世の中で日が当たる人は、みな成功している人ばかり。その陰で失敗している人も多くいることを忘れてはいけません。
フリーランス医師として活動する人が増えてきていますが、その陰では、満足に収入が得られず、また、個人管理がうまくいかずに再び勤務医や診療所の一医師として働くことになった人がいることも知っておくべきでしょう。

フリーになる理由を明確にしておく

フリーランスになった後、「失敗した」と思わないためには、フリーとなる決意に至った理由を明確にしておく必要があります。
「とにかく医局から抜け出したかった」、「人間関係に悩んでいた」、「時間と仕事に追われ精神的にも肉体的にも厳しかった」など、少々ネガティブな理由から転職や独立を決断する人も少なくはありません。

しかし、これだけが動機では失敗してしまう可能性が高い。
なぜなら、そこには将来のビジョンがなく、ただただ現状から逃げ出すことしか頭にないからです。

「収入を上げたい」、「やりたいことをとことん追求したい」など前向きな動機であればフリーランスとなる下準備はできていますが、もう少し掘り下げてみましょう。
具体的に、どの程度の収入を目指しているのか、その収入額をクリアする目処はあるのか、それだけの能力や技術が自分に備わっているのか、こうしたことを一つずつクリアにしていくことこそがフリーランス医師になる人にとって重要であり、具体的であればあるほどフリーになった後の失敗を防ぐことができます。
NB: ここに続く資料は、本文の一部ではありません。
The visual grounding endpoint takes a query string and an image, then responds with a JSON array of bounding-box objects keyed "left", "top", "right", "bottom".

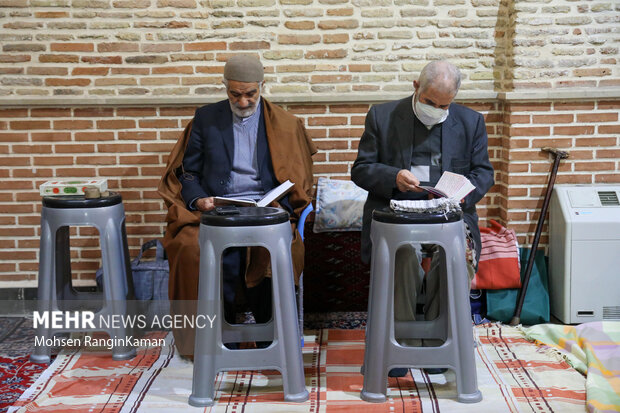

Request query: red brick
[
  {"left": 314, "top": 139, "right": 349, "bottom": 150},
  {"left": 50, "top": 43, "right": 95, "bottom": 52},
  {"left": 506, "top": 102, "right": 551, "bottom": 112},
  {"left": 0, "top": 179, "right": 33, "bottom": 189},
  {"left": 575, "top": 138, "right": 616, "bottom": 146},
  {"left": 311, "top": 75, "right": 352, "bottom": 84},
  {"left": 305, "top": 49, "right": 347, "bottom": 59},
  {"left": 329, "top": 104, "right": 370, "bottom": 113},
  {"left": 278, "top": 34, "right": 321, "bottom": 45},
  {"left": 140, "top": 142, "right": 176, "bottom": 153},
  {"left": 80, "top": 56, "right": 123, "bottom": 65},
  {"left": 228, "top": 41, "right": 270, "bottom": 50},
  {"left": 594, "top": 173, "right": 620, "bottom": 184},
  {"left": 116, "top": 107, "right": 157, "bottom": 117},
  {"left": 138, "top": 119, "right": 179, "bottom": 129},
  {"left": 532, "top": 138, "right": 573, "bottom": 148},
  {"left": 151, "top": 66, "right": 194, "bottom": 75},
  {"left": 119, "top": 155, "right": 159, "bottom": 165},
  {"left": 27, "top": 66, "right": 69, "bottom": 76},
  {"left": 34, "top": 155, "right": 73, "bottom": 166},
  {"left": 553, "top": 126, "right": 594, "bottom": 135},
  {"left": 0, "top": 132, "right": 28, "bottom": 143},
  {"left": 349, "top": 63, "right": 371, "bottom": 72},
  {"left": 54, "top": 119, "right": 93, "bottom": 129},
  {"left": 30, "top": 108, "right": 71, "bottom": 118},
  {"left": 97, "top": 42, "right": 140, "bottom": 53},
  {"left": 75, "top": 155, "right": 116, "bottom": 165},
  {"left": 598, "top": 125, "right": 620, "bottom": 134},
  {"left": 555, "top": 174, "right": 593, "bottom": 184},
  {"left": 553, "top": 102, "right": 594, "bottom": 110},
  {"left": 10, "top": 120, "right": 51, "bottom": 130},
  {"left": 286, "top": 105, "right": 327, "bottom": 115},
  {"left": 509, "top": 126, "right": 551, "bottom": 136},
  {"left": 308, "top": 116, "right": 347, "bottom": 126},
  {"left": 598, "top": 100, "right": 620, "bottom": 109},
  {"left": 71, "top": 67, "right": 110, "bottom": 76},
  {"left": 56, "top": 166, "right": 97, "bottom": 177},
  {"left": 313, "top": 164, "right": 349, "bottom": 174},
  {"left": 0, "top": 109, "right": 28, "bottom": 118},
  {"left": 30, "top": 132, "right": 71, "bottom": 142},
  {"left": 54, "top": 143, "right": 95, "bottom": 154},
  {"left": 98, "top": 166, "right": 140, "bottom": 176},
  {"left": 329, "top": 128, "right": 364, "bottom": 138},
  {"left": 351, "top": 115, "right": 366, "bottom": 125},
  {"left": 596, "top": 149, "right": 620, "bottom": 159},
  {"left": 39, "top": 54, "right": 80, "bottom": 63},
  {"left": 75, "top": 131, "right": 114, "bottom": 141},
  {"left": 532, "top": 114, "right": 574, "bottom": 123},
  {"left": 45, "top": 78, "right": 90, "bottom": 86},
  {"left": 118, "top": 131, "right": 157, "bottom": 140},
  {"left": 112, "top": 67, "right": 149, "bottom": 75},
  {"left": 13, "top": 168, "right": 54, "bottom": 178},
  {"left": 284, "top": 20, "right": 315, "bottom": 30},
  {"left": 329, "top": 152, "right": 357, "bottom": 162},
  {"left": 323, "top": 33, "right": 349, "bottom": 44},
  {"left": 575, "top": 161, "right": 616, "bottom": 171},
  {"left": 97, "top": 119, "right": 136, "bottom": 129},
  {"left": 142, "top": 43, "right": 183, "bottom": 53},
  {"left": 34, "top": 11, "right": 70, "bottom": 19},
  {"left": 2, "top": 156, "right": 31, "bottom": 166},
  {"left": 97, "top": 143, "right": 138, "bottom": 153},
  {"left": 184, "top": 42, "right": 226, "bottom": 52},
  {"left": 577, "top": 113, "right": 618, "bottom": 123},
  {"left": 73, "top": 107, "right": 114, "bottom": 118},
  {"left": 159, "top": 106, "right": 196, "bottom": 116}
]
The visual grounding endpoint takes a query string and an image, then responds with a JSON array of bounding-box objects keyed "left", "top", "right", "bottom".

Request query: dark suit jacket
[
  {"left": 351, "top": 96, "right": 494, "bottom": 262},
  {"left": 179, "top": 99, "right": 293, "bottom": 213}
]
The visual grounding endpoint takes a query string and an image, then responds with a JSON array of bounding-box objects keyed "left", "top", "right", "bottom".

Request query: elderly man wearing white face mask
[{"left": 351, "top": 61, "right": 494, "bottom": 377}]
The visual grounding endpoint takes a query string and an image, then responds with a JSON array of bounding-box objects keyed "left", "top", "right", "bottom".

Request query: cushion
[{"left": 313, "top": 178, "right": 368, "bottom": 232}]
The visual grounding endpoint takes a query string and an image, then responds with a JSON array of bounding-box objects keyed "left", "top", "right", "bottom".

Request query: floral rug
[{"left": 9, "top": 324, "right": 586, "bottom": 413}]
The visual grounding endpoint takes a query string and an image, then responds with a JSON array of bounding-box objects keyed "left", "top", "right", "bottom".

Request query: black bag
[{"left": 96, "top": 239, "right": 170, "bottom": 302}]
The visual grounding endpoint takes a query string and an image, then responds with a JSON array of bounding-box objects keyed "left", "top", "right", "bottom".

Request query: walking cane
[{"left": 510, "top": 147, "right": 568, "bottom": 326}]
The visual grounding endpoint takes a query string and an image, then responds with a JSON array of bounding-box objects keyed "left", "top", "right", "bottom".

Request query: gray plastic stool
[
  {"left": 30, "top": 192, "right": 136, "bottom": 363},
  {"left": 361, "top": 210, "right": 482, "bottom": 403},
  {"left": 189, "top": 208, "right": 309, "bottom": 407}
]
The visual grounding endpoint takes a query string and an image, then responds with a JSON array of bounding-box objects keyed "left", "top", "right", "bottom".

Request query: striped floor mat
[{"left": 9, "top": 324, "right": 585, "bottom": 413}]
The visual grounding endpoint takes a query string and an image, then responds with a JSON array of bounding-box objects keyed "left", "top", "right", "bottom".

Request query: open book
[
  {"left": 419, "top": 171, "right": 476, "bottom": 201},
  {"left": 213, "top": 180, "right": 295, "bottom": 206}
]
「やりたいこと」は勤務医ではできないのか、残業や当直などがないクリニックでの勤務では不可能なのか、などについても考えてみる必要があるでしょう。

将来のビジョンを明確にしておく

既に触れていますが、将来のビジョンを明確化しておくことも重要です。
理由を明確にしても将来の姿や理想が見えていなければ意味がありません。
それと同時に、その将来の自分の姿にたどり着くまでの道筋も明確になっていなければ、フリーランスとして成功するのは難しいでしょう。

決意をすることは誰でもできます。
それすらできない医師もいますが、大事なのは根拠のない決意とならないこと。
気力だけでは乗り越えられない問題もあるのです。 特に医師のような頭と腕がなければ務まらないような仕事は、気持ちだけあっても成功することはできません。

多少時間がかかってしまってもいいので、明確な理由と将来のビジョン、そしてそこまでの道筋などが具体的に見えるような状態になってからフリーランス医師となる決断をすべきです。
これが失敗を防ぐために必要なことだと認識した上で、どのように動くのかを決定していきましょう。